After reading all these fascinating statistics, you might wonder: is cable TV dead? Well, that's a difficult question to answer. The numbers we've presented here certainly give that impression, but there are other factors to consider:
- Growth in other parts of the world - Cable TV is struggling in Western Europe and North America, but it's growing in Eastern Europe, Asia, Africa, and Latin America. In other words, everywhere else. Of course, this growth is not experienced by the same companies operating in Europe and the US, so these companies, or many of them, may die, but cable TV as a medium probably isn't going anywhere anytime soon.
- Service bundles - One thing that certainly isn't going anywhere is the internet. Currently, cable companies are also the top internet service providers, and cable internet continues to be one of the most reliable and widespread forms of high-speed internet. To entice people to stick with cable, these companies often offer bundle deals with internet that are hard to turn away. As long as this is the case, people may continue to subscribe to cable even if they don't watch it much. It's also possible that cable companies will use their position in the broadband market to somehow revive cable.
- Exclusive content - Another thing that might keep cable alive is that there is a good deal of content exclusive to cable. Whether or not this is enough to convince a large enough group of people to ditch cable in favor of streaming completely remains to be seen, but it's something keeping the industry alive.
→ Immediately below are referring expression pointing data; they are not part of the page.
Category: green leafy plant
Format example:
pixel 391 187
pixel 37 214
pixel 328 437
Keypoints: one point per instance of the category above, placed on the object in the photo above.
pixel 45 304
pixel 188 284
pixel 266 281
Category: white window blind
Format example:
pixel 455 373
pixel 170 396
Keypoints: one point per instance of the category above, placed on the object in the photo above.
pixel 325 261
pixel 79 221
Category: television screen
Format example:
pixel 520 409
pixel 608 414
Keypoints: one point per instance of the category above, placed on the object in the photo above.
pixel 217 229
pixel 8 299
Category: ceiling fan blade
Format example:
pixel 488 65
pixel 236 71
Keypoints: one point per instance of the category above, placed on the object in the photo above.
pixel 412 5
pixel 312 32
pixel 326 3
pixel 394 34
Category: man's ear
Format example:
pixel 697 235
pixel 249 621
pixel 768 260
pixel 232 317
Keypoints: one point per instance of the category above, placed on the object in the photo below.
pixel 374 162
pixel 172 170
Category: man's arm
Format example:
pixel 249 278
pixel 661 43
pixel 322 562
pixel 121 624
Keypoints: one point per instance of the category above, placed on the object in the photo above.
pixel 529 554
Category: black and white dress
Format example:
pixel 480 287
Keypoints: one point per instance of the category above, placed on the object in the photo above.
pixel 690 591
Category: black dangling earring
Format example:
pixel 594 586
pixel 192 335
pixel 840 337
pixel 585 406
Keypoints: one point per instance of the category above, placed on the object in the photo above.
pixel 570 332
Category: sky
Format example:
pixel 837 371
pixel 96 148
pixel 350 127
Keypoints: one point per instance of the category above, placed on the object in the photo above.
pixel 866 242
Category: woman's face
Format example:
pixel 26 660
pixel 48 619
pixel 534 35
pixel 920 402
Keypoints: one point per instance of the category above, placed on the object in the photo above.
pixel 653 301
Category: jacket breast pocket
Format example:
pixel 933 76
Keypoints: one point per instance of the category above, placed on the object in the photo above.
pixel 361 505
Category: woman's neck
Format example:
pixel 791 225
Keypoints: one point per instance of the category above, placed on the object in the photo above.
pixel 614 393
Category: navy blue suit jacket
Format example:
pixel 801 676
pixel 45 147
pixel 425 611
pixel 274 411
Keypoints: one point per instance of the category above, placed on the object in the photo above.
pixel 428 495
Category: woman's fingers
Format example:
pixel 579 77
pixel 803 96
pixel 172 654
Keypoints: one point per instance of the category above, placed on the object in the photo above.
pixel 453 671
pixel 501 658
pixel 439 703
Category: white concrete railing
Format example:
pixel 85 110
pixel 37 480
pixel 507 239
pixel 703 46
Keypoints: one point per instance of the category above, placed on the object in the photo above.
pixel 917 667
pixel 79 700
For these reasons, it's unlikely we will see cable's complete and total death in the coming years. However, the industry must brace for continued losses and substantial changes. The numbers we've provided you with here today help show just how big this trend has become and demonstrate the trouble in which cable companies currently find themselves. Will they turn it around? Only time will tell!
What kind of channels can you get over-the-air?
People often forget that they can hoist an antenna and pull in quite a bit of free programming. Not only is there the Big 4 of CBS, NBC, ABC, and Fox, but you can expect to find a PBS affiliate as well as a selection of random local programming. This lets you watch first-run shows as well as late night re-runs of classics.
What is the best free tv streaming service?
“Best” is a subjective term. It depends on whether you want live channels or on-demand and if sheer numbers of shows/movies are important. For example, Pluto TV has the most live channels with 250, but if it's a sheer “wall of content” you’re looking for, Tubi offers around 20,000 shows for viewing whenever you want.
What kind of antenna do I need to get over-the-air television channels?
Despite manufacturers’ claims to the contrary, the FCC says that any antenna that can receive analog signals will work to get these channels. In other words, you don’t need a digital or high-definition antenna. As to whether you can get by with a $50 outdoor antenna or need a $200 indoor antenna, it really depends on the physical environment around your house. You might prefer to start with the cheap version and then upgrade if it doesn’t work very well.
Why did my cable company stop offering the MLB (insert your favorite channel here) Network?
Did you ever wonder why the channels offered by cable companies go away and (sometimes) come back? It all has to do with licensing fees and negotiations (arguments) related to that. For example, we can assume that the MLB Network allowed its content to be included with cable company lineups for a specific price and a certain number of years. Once that time period expired, the channel would go away unless a new deal was struck. This is where trouble arises. It’s a pretty good bet that the MLB Network wanted a higher price per year to continue - higher, evidently, than cable companies wanted to pay.
What is the largest cable company in the United States?
Comcast, which was founded way back in 1948, has the most subscriptions with around 19 million. For comparison, there are 70 million total cable subscribers in the US. This means that Comcast accounts for around 27% of the market. Next in line is Spectrum with about 16 million subscribers.